Monday, 5 December 2011

Rubicon Minerals receives production closure plan approval for Phoenix project

Rubicon Minerals (TSE:RMX) (AMEX:RBY) said late Friday that the Ontario Ministry of Northern Development and Mines has approved the company's production closure plan for itsPhoenix Gold project in Red Lake, Ontario.
The approval allows Rubicon to continue its development and further construction of the mining facilities for the project.
“The approval of the Production Closure Plan is a significant milestone in the development of our Phoenix Gold Project especially considering that we made the initial discovery a little over three and one half years ago," said president and CEO, David Adamson.
"We are committed to both continuing our ongoing consultation with local Aboriginal groups whose traditional territory includes the private lands where the project is located and also building on existing agreements with these groups.
"To this end we are targeting conclusion of mutually beneficial agreements in 2012 covering the production phase of the project."
While the production closure plan approval provides for continued development and construction, the company said that three separate permit applications for amendments to existing approvals are pending.
These consist of an amendment to the permit to take water, the amendment to the air certificate and the amendment to the industrial sewage certificate. Rubicon currently expects all remaining permits to be in hand by the end of December 2012, it added.
In June, the company received the results of a preliminary economic assessment (PEA) on its F2 Gold System, part of the Phoenix project, indicating a cash cost as low as US$214 per tonne of processed material.
The report, prepared by AMC Mining Consultants, estimated the F2 System will produce 180,000 ounces of gold per year in the base case scenario over a life of 12 years, with a production rate of 1,250 tonnes per day.
This, according to the study, would yield a net present value of $433 million, at a 5 percent discount rate, and a pre-tax 28 percent internal rate of return, with a payback period of 3.3 years from the start of production.
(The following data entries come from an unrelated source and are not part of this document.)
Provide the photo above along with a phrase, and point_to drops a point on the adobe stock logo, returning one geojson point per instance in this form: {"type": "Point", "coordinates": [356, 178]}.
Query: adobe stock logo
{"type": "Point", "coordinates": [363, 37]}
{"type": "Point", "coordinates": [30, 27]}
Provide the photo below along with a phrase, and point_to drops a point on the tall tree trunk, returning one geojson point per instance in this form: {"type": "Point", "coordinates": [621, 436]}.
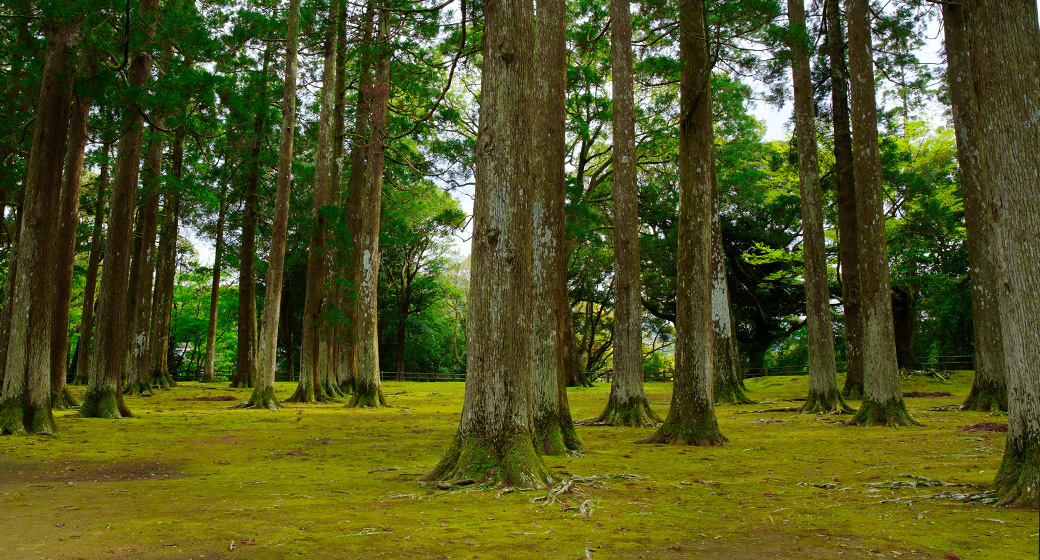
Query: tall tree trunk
{"type": "Point", "coordinates": [311, 387]}
{"type": "Point", "coordinates": [882, 398]}
{"type": "Point", "coordinates": [627, 404]}
{"type": "Point", "coordinates": [263, 391]}
{"type": "Point", "coordinates": [356, 186]}
{"type": "Point", "coordinates": [727, 378]}
{"type": "Point", "coordinates": [1009, 151]}
{"type": "Point", "coordinates": [494, 439]}
{"type": "Point", "coordinates": [209, 376]}
{"type": "Point", "coordinates": [25, 404]}
{"type": "Point", "coordinates": [990, 388]}
{"type": "Point", "coordinates": [165, 271]}
{"type": "Point", "coordinates": [691, 418]}
{"type": "Point", "coordinates": [86, 321]}
{"type": "Point", "coordinates": [824, 396]}
{"type": "Point", "coordinates": [848, 225]}
{"type": "Point", "coordinates": [138, 374]}
{"type": "Point", "coordinates": [245, 352]}
{"type": "Point", "coordinates": [367, 390]}
{"type": "Point", "coordinates": [65, 250]}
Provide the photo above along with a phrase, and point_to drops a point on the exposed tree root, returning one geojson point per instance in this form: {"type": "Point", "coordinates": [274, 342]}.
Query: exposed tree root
{"type": "Point", "coordinates": [367, 395]}
{"type": "Point", "coordinates": [819, 403]}
{"type": "Point", "coordinates": [104, 403]}
{"type": "Point", "coordinates": [261, 399]}
{"type": "Point", "coordinates": [509, 461]}
{"type": "Point", "coordinates": [891, 413]}
{"type": "Point", "coordinates": [634, 413]}
{"type": "Point", "coordinates": [63, 400]}
{"type": "Point", "coordinates": [689, 429]}
{"type": "Point", "coordinates": [731, 392]}
{"type": "Point", "coordinates": [986, 399]}
{"type": "Point", "coordinates": [1018, 479]}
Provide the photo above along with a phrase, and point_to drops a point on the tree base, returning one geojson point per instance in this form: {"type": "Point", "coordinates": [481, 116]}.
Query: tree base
{"type": "Point", "coordinates": [505, 461]}
{"type": "Point", "coordinates": [104, 403]}
{"type": "Point", "coordinates": [261, 399]}
{"type": "Point", "coordinates": [17, 418]}
{"type": "Point", "coordinates": [63, 400]}
{"type": "Point", "coordinates": [633, 413]}
{"type": "Point", "coordinates": [1018, 479]}
{"type": "Point", "coordinates": [687, 429]}
{"type": "Point", "coordinates": [367, 396]}
{"type": "Point", "coordinates": [138, 389]}
{"type": "Point", "coordinates": [731, 393]}
{"type": "Point", "coordinates": [891, 413]}
{"type": "Point", "coordinates": [985, 400]}
{"type": "Point", "coordinates": [819, 403]}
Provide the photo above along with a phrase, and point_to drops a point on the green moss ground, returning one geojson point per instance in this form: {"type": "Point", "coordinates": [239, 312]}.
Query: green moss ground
{"type": "Point", "coordinates": [184, 479]}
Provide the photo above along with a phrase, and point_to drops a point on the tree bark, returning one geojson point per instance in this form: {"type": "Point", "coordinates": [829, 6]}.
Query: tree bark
{"type": "Point", "coordinates": [1009, 152]}
{"type": "Point", "coordinates": [824, 396]}
{"type": "Point", "coordinates": [311, 387]}
{"type": "Point", "coordinates": [25, 403]}
{"type": "Point", "coordinates": [989, 391]}
{"type": "Point", "coordinates": [356, 186]}
{"type": "Point", "coordinates": [139, 305]}
{"type": "Point", "coordinates": [691, 418]}
{"type": "Point", "coordinates": [848, 225]}
{"type": "Point", "coordinates": [165, 272]}
{"type": "Point", "coordinates": [209, 376]}
{"type": "Point", "coordinates": [882, 398]}
{"type": "Point", "coordinates": [65, 249]}
{"type": "Point", "coordinates": [86, 322]}
{"type": "Point", "coordinates": [263, 391]}
{"type": "Point", "coordinates": [367, 390]}
{"type": "Point", "coordinates": [494, 439]}
{"type": "Point", "coordinates": [627, 404]}
{"type": "Point", "coordinates": [245, 352]}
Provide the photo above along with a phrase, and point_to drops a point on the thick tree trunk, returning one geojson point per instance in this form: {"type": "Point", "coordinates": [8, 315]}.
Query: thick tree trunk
{"type": "Point", "coordinates": [367, 390]}
{"type": "Point", "coordinates": [627, 404]}
{"type": "Point", "coordinates": [263, 391]}
{"type": "Point", "coordinates": [824, 396]}
{"type": "Point", "coordinates": [25, 403]}
{"type": "Point", "coordinates": [848, 225]}
{"type": "Point", "coordinates": [882, 398]}
{"type": "Point", "coordinates": [726, 373]}
{"type": "Point", "coordinates": [691, 418]}
{"type": "Point", "coordinates": [356, 187]}
{"type": "Point", "coordinates": [138, 374]}
{"type": "Point", "coordinates": [1009, 151]}
{"type": "Point", "coordinates": [65, 251]}
{"type": "Point", "coordinates": [990, 388]}
{"type": "Point", "coordinates": [208, 375]}
{"type": "Point", "coordinates": [165, 273]}
{"type": "Point", "coordinates": [311, 387]}
{"type": "Point", "coordinates": [86, 321]}
{"type": "Point", "coordinates": [494, 439]}
{"type": "Point", "coordinates": [245, 352]}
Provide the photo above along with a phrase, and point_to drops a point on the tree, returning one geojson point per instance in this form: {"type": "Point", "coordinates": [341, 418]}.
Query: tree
{"type": "Point", "coordinates": [263, 389]}
{"type": "Point", "coordinates": [627, 404]}
{"type": "Point", "coordinates": [691, 417]}
{"type": "Point", "coordinates": [1009, 150]}
{"type": "Point", "coordinates": [824, 396]}
{"type": "Point", "coordinates": [990, 387]}
{"type": "Point", "coordinates": [882, 398]}
{"type": "Point", "coordinates": [494, 439]}
{"type": "Point", "coordinates": [25, 403]}
{"type": "Point", "coordinates": [848, 226]}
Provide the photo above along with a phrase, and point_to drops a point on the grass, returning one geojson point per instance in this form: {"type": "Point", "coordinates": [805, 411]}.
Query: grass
{"type": "Point", "coordinates": [192, 479]}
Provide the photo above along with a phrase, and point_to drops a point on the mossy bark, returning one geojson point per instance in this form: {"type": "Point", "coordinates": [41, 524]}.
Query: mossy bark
{"type": "Point", "coordinates": [892, 412]}
{"type": "Point", "coordinates": [261, 398]}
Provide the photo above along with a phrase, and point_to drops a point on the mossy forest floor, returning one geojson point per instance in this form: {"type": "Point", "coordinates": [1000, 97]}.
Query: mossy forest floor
{"type": "Point", "coordinates": [188, 478]}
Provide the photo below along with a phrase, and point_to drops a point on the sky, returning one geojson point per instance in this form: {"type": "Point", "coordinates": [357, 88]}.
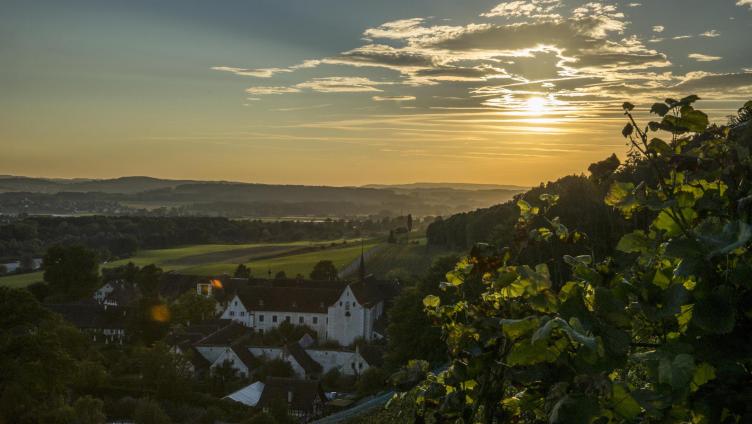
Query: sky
{"type": "Point", "coordinates": [343, 92]}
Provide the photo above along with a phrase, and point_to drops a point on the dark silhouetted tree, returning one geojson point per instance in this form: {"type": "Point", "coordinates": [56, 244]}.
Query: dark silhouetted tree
{"type": "Point", "coordinates": [71, 271]}
{"type": "Point", "coordinates": [325, 271]}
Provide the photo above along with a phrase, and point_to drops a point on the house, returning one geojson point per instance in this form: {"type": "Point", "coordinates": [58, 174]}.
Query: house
{"type": "Point", "coordinates": [311, 362]}
{"type": "Point", "coordinates": [223, 346]}
{"type": "Point", "coordinates": [117, 293]}
{"type": "Point", "coordinates": [105, 324]}
{"type": "Point", "coordinates": [248, 395]}
{"type": "Point", "coordinates": [237, 357]}
{"type": "Point", "coordinates": [181, 338]}
{"type": "Point", "coordinates": [338, 311]}
{"type": "Point", "coordinates": [197, 364]}
{"type": "Point", "coordinates": [304, 399]}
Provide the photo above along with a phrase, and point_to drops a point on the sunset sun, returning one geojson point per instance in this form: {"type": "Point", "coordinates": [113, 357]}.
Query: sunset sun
{"type": "Point", "coordinates": [536, 105]}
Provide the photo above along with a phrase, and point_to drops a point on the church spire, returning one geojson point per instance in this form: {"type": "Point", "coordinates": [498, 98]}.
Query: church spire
{"type": "Point", "coordinates": [362, 267]}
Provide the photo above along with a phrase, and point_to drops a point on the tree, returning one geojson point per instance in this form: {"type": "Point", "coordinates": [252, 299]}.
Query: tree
{"type": "Point", "coordinates": [38, 354]}
{"type": "Point", "coordinates": [147, 281]}
{"type": "Point", "coordinates": [71, 271]}
{"type": "Point", "coordinates": [192, 307]}
{"type": "Point", "coordinates": [657, 334]}
{"type": "Point", "coordinates": [373, 380]}
{"type": "Point", "coordinates": [242, 271]}
{"type": "Point", "coordinates": [89, 410]}
{"type": "Point", "coordinates": [275, 368]}
{"type": "Point", "coordinates": [411, 333]}
{"type": "Point", "coordinates": [260, 418]}
{"type": "Point", "coordinates": [324, 271]}
{"type": "Point", "coordinates": [26, 264]}
{"type": "Point", "coordinates": [149, 412]}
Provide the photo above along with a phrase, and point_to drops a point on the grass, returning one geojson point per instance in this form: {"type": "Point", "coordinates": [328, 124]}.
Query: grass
{"type": "Point", "coordinates": [21, 280]}
{"type": "Point", "coordinates": [414, 259]}
{"type": "Point", "coordinates": [292, 264]}
{"type": "Point", "coordinates": [213, 259]}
These base case results were calculated using a gold price of $1,100 per ounce, the company said, and increase when using a higher, spot gold price.
Indeed, using a gold price of $1,500 per ounce, net present value, using the same discount rate, would jump to $933 million, while the pre-tax internal rate of return would climb to a whopping 48 percent.
Rubicon controls over 100 square miles of exploration ground in the prolific Red Lake gold district of Ontario, which hostsGoldcorp's (TSE:G) high-grade Red Lake Mine.